Honestly, for most watermark applications this doesn’t matter much. The error is subtle and most viewers will never notice. But if you’re doing precision compositing work, or you’re wondering why your carefully calculated 50% blend looks a little off, gamma is probably why. I went down this rabbit hole for a project where I was matching a logo to background tones and couldn’t figure out why my math wasn’t giving me what I expected visually. Gamma correction was the answer.
What This Means If You’re Building Something
If you’re implementing watermarking yourself, a few things follow directly from all of this.
Alpha consistency matters. If your watermark opacity varies across the design and you haven’t documented what alpha values correspond to which parts, you’ve made your own system harder to manage. Pick intentional opacity levels and stick to them.
Know your color space. Are you working in sRGB or linear light? Are your alpha values premultiplied or straight? These aren’t aesthetic choices, they’re technical ones that affect correctness. Most image editors default to straight alpha in the UI and handle conversion internally, but the moment you start processing images programmatically, you need to know what you’re actually dealing with.
The “invisible” watermark problem is real. If you go too low on opacity to avoid disrupting the image, you’re not really protecting anything. I’ve seen watermarks at 15% opacity that completely disappear when the image is displayed on a slightly bright monitor. Save yourself the trouble and test your watermark on different displays and backgrounds before deploying it.

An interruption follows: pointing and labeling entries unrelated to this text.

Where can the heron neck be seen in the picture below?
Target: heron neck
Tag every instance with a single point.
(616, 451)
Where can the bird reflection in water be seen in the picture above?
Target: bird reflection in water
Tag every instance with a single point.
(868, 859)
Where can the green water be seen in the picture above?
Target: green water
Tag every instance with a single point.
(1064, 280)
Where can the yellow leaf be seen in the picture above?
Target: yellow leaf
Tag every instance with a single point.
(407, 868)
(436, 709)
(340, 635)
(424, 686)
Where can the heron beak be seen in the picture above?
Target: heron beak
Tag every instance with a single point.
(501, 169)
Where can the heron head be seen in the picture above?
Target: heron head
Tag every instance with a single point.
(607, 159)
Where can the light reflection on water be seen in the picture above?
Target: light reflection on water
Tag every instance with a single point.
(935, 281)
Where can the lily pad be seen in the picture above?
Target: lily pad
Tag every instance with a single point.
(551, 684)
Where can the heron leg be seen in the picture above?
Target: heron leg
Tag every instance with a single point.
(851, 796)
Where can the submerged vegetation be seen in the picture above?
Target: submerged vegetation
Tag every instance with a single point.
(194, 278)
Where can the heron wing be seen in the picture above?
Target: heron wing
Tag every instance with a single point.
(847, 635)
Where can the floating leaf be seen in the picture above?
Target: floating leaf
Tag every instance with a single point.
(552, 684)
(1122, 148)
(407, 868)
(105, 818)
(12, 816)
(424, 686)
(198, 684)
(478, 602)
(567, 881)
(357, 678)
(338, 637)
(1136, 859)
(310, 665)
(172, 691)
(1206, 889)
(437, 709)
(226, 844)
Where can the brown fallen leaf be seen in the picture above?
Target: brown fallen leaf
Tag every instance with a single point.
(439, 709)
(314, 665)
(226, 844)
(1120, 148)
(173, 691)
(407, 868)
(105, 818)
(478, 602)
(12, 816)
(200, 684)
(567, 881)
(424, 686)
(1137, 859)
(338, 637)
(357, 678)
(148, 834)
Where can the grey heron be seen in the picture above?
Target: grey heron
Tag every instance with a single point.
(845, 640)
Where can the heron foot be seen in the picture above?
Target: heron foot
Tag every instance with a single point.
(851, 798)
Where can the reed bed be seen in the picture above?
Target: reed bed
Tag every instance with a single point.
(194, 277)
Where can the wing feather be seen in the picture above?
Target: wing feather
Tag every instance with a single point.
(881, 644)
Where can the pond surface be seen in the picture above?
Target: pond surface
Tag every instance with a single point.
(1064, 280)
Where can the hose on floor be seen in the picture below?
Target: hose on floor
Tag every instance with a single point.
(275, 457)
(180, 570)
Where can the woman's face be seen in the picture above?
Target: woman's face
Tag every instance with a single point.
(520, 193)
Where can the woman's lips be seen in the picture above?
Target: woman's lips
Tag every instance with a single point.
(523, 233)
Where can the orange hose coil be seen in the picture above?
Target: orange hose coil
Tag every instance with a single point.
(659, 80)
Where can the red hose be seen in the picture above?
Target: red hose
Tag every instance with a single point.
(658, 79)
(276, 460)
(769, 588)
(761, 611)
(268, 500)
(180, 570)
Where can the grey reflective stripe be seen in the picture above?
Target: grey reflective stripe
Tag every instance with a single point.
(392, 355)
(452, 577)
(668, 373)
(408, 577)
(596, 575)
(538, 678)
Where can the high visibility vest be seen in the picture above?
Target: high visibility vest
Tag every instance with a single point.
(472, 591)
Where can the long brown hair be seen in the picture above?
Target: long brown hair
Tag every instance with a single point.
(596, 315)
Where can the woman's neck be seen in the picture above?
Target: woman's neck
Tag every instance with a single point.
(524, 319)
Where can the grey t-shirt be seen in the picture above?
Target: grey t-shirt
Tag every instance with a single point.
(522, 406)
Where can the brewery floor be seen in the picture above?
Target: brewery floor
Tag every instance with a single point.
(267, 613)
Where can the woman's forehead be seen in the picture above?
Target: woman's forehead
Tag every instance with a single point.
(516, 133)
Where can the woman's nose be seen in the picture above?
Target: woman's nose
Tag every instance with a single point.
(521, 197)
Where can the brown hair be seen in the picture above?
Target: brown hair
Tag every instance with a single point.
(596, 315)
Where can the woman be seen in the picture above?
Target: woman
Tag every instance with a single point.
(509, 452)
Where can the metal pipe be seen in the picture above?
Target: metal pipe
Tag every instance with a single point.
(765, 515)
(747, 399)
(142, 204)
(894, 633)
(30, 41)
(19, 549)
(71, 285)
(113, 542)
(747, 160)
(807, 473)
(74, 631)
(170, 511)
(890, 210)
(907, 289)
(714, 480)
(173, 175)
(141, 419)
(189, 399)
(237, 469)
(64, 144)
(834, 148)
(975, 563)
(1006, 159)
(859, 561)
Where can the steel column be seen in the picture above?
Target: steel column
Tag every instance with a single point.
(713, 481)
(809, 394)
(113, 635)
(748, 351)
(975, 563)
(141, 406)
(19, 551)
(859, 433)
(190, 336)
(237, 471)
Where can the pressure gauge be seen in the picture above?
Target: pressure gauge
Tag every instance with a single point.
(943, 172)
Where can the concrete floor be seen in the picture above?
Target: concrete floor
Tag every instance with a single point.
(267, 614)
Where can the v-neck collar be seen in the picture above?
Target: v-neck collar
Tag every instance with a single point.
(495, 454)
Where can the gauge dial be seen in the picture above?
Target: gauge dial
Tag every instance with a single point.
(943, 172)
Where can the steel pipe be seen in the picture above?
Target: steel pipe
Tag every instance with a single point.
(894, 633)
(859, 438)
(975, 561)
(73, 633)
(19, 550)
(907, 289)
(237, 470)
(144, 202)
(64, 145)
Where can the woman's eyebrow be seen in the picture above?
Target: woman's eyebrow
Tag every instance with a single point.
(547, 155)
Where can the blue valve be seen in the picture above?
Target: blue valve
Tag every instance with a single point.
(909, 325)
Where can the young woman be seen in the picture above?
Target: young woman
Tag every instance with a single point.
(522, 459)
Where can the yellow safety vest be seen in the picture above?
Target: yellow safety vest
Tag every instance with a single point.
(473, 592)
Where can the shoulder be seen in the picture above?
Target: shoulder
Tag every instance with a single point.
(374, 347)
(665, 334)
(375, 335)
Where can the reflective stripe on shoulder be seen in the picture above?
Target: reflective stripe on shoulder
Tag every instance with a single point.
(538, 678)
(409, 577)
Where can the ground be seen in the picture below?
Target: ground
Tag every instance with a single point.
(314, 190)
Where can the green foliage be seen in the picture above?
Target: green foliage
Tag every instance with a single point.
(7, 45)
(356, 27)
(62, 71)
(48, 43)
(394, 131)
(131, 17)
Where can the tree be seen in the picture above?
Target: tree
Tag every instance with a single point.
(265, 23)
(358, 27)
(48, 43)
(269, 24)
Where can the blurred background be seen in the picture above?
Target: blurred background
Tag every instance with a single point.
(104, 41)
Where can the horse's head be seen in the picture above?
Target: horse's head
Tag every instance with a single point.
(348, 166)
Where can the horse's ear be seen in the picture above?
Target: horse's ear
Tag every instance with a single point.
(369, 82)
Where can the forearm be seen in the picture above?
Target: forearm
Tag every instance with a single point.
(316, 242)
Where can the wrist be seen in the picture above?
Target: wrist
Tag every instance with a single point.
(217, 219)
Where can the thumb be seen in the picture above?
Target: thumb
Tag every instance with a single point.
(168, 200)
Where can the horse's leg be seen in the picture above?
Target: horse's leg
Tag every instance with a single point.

The math here isn’t complicated. A weighted average, a fourth channel, two conventions for storing that channel. But getting it wrong produces results that are annoying in ways that are hard to diagnose if you don’t know what to look for. That afternoon I spent trying to fix my watermark problem turned out to be pretty useful in the end, even if it didn’t feel like it at the time.
What’s the difference between alpha blending and alpha compositing?
They’re closely related. Alpha blending refers to the mathematical operation of mixing two values using an alpha weight. Alpha compositing is the broader process of combining image layers, which uses alpha blending as its core operation. In practice people use the terms interchangeably and nobody will look at you funny either way.
Can you remove any watermark if you know the alpha value?
In theory, yeah, if the alpha is consistent and the watermark color is known. In practice, most watermarks have variable opacity, colored gradients, or sit over areas where you can’t cleanly sample the watermark color. The math breaks down fast once you leave the simple case.
Does JPEG compression affect alpha channels?
JPEG doesn’t support alpha at all. If you save a transparent PNG as a JPEG, the alpha channel gets flattened against a background color, usually white, and it’s gone. For watermarks, this matters because a semi-transparent PNG watermark baked into a JPEG export has its alpha permanently merged into the pixel data. There’s no separate alpha channel to work with afterward.
What opacity level should I use for a watermark?
Somewhere between 40% and 60% is what most people land on for visible but non-destructive. Below 30% and it’s easy to miss. Above 70% and you start significantly degrading the image. That said, it depends on the watermark design, the background complexity, and how much protection you actually need versus how much you want the image to sell itself.
Is the Porter-Duff formula the only way to do alpha compositing?
No, Porter and Duff actually defined twelve compositing operations in their original paper. “Over” is just the most common one, and the one used for layering a watermark on top of content. Others handle things like masking, cutting out, or combining layers in different ways. Most image editing software exposes some of these as blending modes.